Russian Natural Gas Flows to EU Stable Despite Nord Stream 2, Political Issues

High volumes of Russian natural gas keep flowing to the European Union despite long-running disputes over pipelines, competition, and Ukraine, the latest S&P Global Platts guide to EU-Russian natural gas relations shows.

Flows via Gazprom’s Nord Stream pipeline to Germany hit a record high of 51 Billion cubic meters (Bcm) in 2017, helped by increased access to the onshore OPAL gas pipeline, at first just in January and then continuously from August.

The European Commission’s decision in October 2017 to allow Gazprom to access up to 12.8 Bcm/year of extra OPAL capacity through public auctions was intended to settle that particular dispute, running since 2013.

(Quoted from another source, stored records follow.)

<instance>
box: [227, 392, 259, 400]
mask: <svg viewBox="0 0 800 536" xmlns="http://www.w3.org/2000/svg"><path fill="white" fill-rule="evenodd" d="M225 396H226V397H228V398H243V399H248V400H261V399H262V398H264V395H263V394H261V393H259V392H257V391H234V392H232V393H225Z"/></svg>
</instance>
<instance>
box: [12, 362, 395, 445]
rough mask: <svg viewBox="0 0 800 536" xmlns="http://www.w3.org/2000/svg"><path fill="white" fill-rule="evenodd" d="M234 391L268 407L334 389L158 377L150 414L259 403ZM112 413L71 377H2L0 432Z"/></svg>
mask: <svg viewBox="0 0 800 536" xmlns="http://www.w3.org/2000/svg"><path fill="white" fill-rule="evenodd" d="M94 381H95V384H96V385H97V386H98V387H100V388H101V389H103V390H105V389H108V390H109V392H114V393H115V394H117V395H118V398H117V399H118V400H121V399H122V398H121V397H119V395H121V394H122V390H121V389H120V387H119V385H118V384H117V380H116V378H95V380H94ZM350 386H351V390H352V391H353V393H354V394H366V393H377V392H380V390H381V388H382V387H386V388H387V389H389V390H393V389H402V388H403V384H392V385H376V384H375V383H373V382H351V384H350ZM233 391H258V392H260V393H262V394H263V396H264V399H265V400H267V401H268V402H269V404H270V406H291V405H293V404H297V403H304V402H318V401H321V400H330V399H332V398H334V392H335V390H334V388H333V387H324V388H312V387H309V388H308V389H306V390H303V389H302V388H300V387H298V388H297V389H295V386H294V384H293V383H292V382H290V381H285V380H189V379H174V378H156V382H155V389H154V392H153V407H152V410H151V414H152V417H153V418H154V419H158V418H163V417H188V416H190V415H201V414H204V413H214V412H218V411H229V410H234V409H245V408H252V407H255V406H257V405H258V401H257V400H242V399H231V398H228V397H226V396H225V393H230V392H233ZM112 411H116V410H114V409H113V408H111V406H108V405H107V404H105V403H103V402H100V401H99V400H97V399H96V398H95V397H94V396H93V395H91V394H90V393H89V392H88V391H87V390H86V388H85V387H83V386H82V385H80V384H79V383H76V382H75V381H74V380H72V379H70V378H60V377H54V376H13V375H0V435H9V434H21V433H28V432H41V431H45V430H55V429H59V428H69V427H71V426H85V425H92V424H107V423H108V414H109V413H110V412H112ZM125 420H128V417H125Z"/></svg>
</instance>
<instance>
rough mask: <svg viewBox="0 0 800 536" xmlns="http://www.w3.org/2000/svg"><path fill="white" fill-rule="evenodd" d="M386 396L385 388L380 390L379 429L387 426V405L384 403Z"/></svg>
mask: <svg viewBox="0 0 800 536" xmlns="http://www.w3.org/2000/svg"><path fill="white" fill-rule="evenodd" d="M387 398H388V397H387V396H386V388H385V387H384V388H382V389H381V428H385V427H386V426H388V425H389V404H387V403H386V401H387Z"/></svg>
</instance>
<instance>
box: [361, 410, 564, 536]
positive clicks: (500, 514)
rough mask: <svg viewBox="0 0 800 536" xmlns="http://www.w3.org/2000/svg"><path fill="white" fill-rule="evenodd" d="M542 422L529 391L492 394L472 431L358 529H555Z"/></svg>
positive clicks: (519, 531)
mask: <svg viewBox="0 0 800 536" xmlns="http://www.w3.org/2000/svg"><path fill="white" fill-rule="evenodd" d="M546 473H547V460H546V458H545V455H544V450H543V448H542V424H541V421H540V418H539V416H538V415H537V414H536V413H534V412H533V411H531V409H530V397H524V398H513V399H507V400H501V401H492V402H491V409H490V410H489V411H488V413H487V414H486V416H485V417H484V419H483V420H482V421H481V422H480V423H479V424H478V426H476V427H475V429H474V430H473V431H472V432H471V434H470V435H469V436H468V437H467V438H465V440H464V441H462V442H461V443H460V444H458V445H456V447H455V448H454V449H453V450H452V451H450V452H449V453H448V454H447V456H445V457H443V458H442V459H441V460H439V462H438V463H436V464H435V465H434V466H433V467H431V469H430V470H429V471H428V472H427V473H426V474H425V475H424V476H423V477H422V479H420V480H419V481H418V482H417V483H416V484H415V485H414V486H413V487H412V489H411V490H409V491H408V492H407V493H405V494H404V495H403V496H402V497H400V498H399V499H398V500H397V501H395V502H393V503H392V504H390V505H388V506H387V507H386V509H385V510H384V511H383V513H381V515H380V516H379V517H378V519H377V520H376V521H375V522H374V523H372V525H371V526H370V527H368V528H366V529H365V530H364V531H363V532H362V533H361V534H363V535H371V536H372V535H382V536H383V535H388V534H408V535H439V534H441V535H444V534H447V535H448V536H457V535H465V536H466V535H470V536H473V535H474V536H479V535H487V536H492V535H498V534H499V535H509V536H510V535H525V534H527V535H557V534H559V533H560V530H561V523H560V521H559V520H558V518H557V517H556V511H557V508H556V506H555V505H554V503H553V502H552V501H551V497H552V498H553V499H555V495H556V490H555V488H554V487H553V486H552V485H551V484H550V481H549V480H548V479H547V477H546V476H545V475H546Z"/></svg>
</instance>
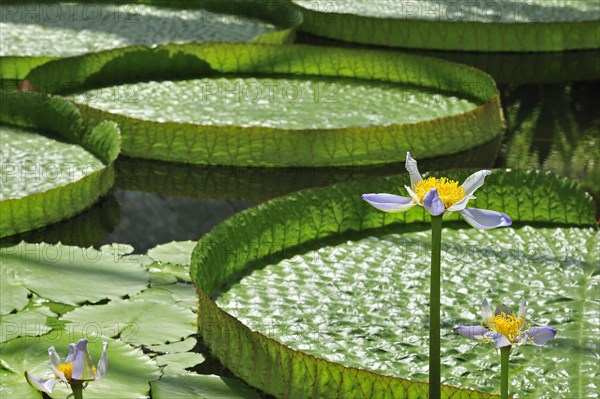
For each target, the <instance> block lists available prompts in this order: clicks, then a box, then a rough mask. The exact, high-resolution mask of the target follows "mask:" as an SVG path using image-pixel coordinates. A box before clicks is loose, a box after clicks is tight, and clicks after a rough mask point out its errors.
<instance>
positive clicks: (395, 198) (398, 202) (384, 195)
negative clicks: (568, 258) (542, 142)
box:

But state-owned Polish gas company PGNiG gained an interim court order to suspend the decision, causing the interruption in capacity sales from February to July. It has also asked the EU General Court in Luxembourg to annul the decision completely.

The court has said it will rule on this in 2019, and that capacity booked for after this ruling may not be guaranteed. That leaves an element of doubt over Gazprom’s future access to OPAL until the ruling is given.

Still, with Russia’s relations to the West at a low, Europe’s energy needs seem to outweigh any disputes, especially in the case of the Nord Stream 2 pipeline.

To the project’s powerful backers, many of whom come from the EU itself, the mega-project will mean cheaper, cleaner and more abundant energy to meet the continent’s needs for decades to come. Opponents – including the United States – see something far darker: a geopolitical power play that gives Russia leverage to punish wayward neighbors and to blackmail European powers who may talk tough against Moscow but are growing ever-more reliant on its gas.

“I’ve never seen a commercial project so intensely debated at the highest levels of European politics,” the European Commission’s vice president for energy matters Maros Sefcovic said recently. “This project is really polarizing the EU.”